80  

– «Вдруг»? Как именно это п-произошло? – стал допытываться Фандорин, которому история про таинственных сацумцев что-то ужасно не понравилась – особенно в связи со скоропостижной кончиной Благолепова.

– Просто встал и ушел.

– Ни с того ни с сего? Якудза задумался, припоминая.

– Капитан сидел и дремал. Спиной к залу. Кажется, сзади кто-то проходил и разбудил его. Да-да! Какой-то старик, совсем пьяный. Он пошатнулся, взмахнул рукой и задел капитана по шее. Капитан проснулся, заругался на старика. Потом говорит: «Хозяин, что-то мне нехорошо, пойду». И ушел.

Закончив переводить, Сирота прибавил от себя:

– Нет, господин титулярный советник, ничего подозрительного. Видно, у капитана заболело сердце. Дошел до дому и там умер.
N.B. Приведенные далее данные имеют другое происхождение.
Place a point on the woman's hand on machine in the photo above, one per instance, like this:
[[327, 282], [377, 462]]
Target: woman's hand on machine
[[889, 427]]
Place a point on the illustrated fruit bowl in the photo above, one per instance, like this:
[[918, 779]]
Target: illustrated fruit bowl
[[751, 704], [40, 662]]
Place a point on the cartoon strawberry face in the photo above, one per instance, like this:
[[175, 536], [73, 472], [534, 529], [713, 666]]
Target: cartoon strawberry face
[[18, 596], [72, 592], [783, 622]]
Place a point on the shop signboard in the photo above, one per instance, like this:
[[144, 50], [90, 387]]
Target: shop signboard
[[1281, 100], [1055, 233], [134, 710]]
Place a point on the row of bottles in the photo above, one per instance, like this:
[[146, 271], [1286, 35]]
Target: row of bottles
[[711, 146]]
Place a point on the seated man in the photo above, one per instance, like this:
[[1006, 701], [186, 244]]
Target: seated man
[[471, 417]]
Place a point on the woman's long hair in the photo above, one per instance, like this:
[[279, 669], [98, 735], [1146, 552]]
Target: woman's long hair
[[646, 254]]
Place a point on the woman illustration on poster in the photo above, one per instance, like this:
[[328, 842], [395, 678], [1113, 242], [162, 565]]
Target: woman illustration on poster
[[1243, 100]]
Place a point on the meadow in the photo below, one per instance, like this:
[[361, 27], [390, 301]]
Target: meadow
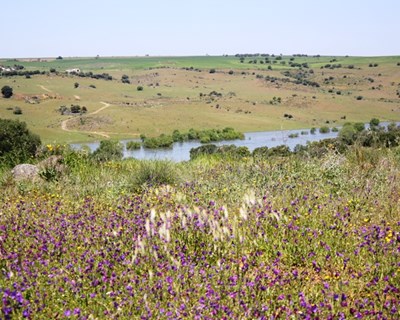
[[273, 234], [200, 93], [297, 237]]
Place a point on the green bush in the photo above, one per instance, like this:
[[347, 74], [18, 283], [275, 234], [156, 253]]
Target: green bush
[[133, 145], [206, 149], [17, 143], [7, 92], [108, 150], [154, 173], [163, 141], [324, 129], [17, 110]]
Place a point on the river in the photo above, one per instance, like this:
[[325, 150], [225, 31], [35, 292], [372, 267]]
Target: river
[[180, 150]]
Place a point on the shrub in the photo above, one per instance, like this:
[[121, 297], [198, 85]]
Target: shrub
[[359, 126], [154, 173], [206, 149], [108, 150], [7, 92], [17, 143], [17, 110], [163, 141], [374, 122], [133, 145], [75, 108], [324, 129]]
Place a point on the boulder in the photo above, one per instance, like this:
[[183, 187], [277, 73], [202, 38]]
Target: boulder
[[25, 172]]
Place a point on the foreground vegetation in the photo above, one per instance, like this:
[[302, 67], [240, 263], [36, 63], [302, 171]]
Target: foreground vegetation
[[268, 236]]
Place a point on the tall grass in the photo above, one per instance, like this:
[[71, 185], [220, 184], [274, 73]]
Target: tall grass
[[212, 238]]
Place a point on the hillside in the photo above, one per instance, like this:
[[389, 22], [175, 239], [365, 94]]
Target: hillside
[[198, 92]]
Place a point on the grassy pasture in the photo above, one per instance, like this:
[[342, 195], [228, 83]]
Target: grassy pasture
[[171, 98]]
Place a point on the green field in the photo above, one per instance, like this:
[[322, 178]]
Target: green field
[[176, 94]]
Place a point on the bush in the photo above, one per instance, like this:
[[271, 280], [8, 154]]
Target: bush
[[374, 122], [108, 150], [17, 143], [163, 141], [206, 149], [324, 129], [348, 134], [7, 92], [154, 173], [133, 145], [17, 111]]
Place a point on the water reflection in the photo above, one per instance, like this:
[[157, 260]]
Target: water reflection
[[180, 150]]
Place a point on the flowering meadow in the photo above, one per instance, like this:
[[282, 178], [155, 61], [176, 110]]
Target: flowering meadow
[[275, 238]]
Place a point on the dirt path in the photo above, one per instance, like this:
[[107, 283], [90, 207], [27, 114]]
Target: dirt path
[[64, 123], [44, 88]]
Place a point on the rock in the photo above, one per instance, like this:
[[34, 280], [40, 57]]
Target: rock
[[25, 172]]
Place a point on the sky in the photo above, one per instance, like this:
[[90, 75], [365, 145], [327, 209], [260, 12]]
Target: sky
[[85, 28]]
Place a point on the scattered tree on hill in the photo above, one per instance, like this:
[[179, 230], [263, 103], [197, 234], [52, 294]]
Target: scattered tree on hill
[[17, 143], [7, 92], [125, 79], [108, 151], [17, 111]]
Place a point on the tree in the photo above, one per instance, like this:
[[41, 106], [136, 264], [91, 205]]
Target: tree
[[108, 150], [17, 143], [7, 92], [374, 123]]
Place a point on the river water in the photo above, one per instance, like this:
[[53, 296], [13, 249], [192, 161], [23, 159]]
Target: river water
[[180, 150]]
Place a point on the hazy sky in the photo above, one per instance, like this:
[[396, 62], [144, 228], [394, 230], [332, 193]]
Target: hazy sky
[[48, 28]]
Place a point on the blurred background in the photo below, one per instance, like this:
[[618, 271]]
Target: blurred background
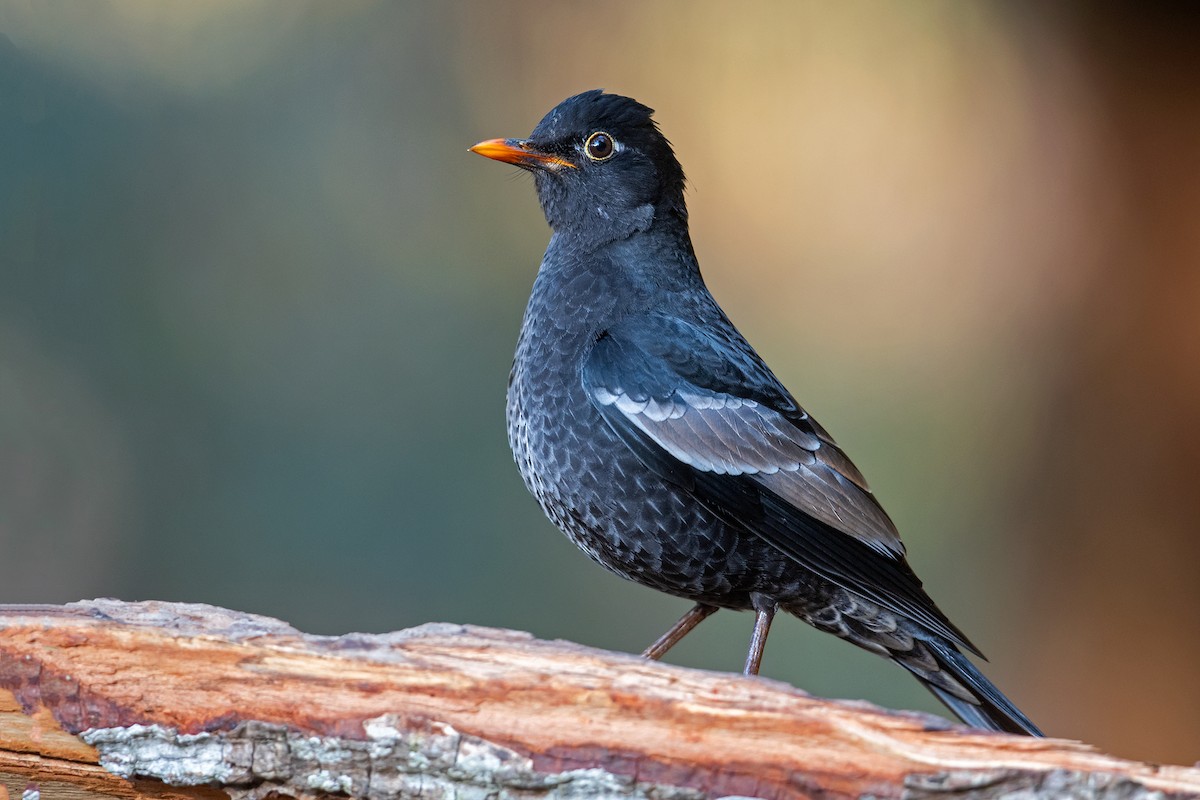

Эраст Петрович на это умозаключение никак не откликнулся, однако судя по прищуренности глаз остался не вполне им удовлетворен.

– Рукой по шее? – пробормотал он задумчиво.

– Что? – не расслышал Сирота.

– Что этот разбойник теперь будет делать? Ведь его шайка разгромлена, – спросил Фандорин, но без большого интереса – просто до поры до времени не хотел посвящать письмоводителя в свои мысли.

Разбойник ответил коротко и энергично.

– Говорит: буду вас благодарить.

Решительность тона, которым были произнесены эти слова, заставила титулярного советника насторожиться.

– Что он хочет этим сказать?

Сирота с явным одобрением объяснил:

– Теперь вы на всю жизнь его ондзин. В русском языке, к сожалению, нет такого слова. – Он подумал немного. – Погробный благодетель. Так можно сказать?

– П-погробный? – вздрогнул Фандорин.

– Да, до самого гроба. А он ваш погробный должник. Вы ведь не только спасли его от смерти, но и уберегли от несмываемого позора. За такое у нас принято платить наивысшей признательностью, даже самой жизнью.

– На что мне его жизнь? Скажите ему «не за что» или как там у вас полагается и пускай идет своей дорогой.

– Когда говорят такие слова и с такой искренностью, то потом не идут своей дорогой, – укоризненно сказал Сирота. – Он говорит, что отныне вы его господин. Куда вы – туда и он.

Коротышка низко поклонился и выставил вверх мизинец, что показалось Эрасту Петровичу не очень-то вежливым.

– Ну, что он? – спросил молодой человек, все больше нервничая. – Почему не уходит?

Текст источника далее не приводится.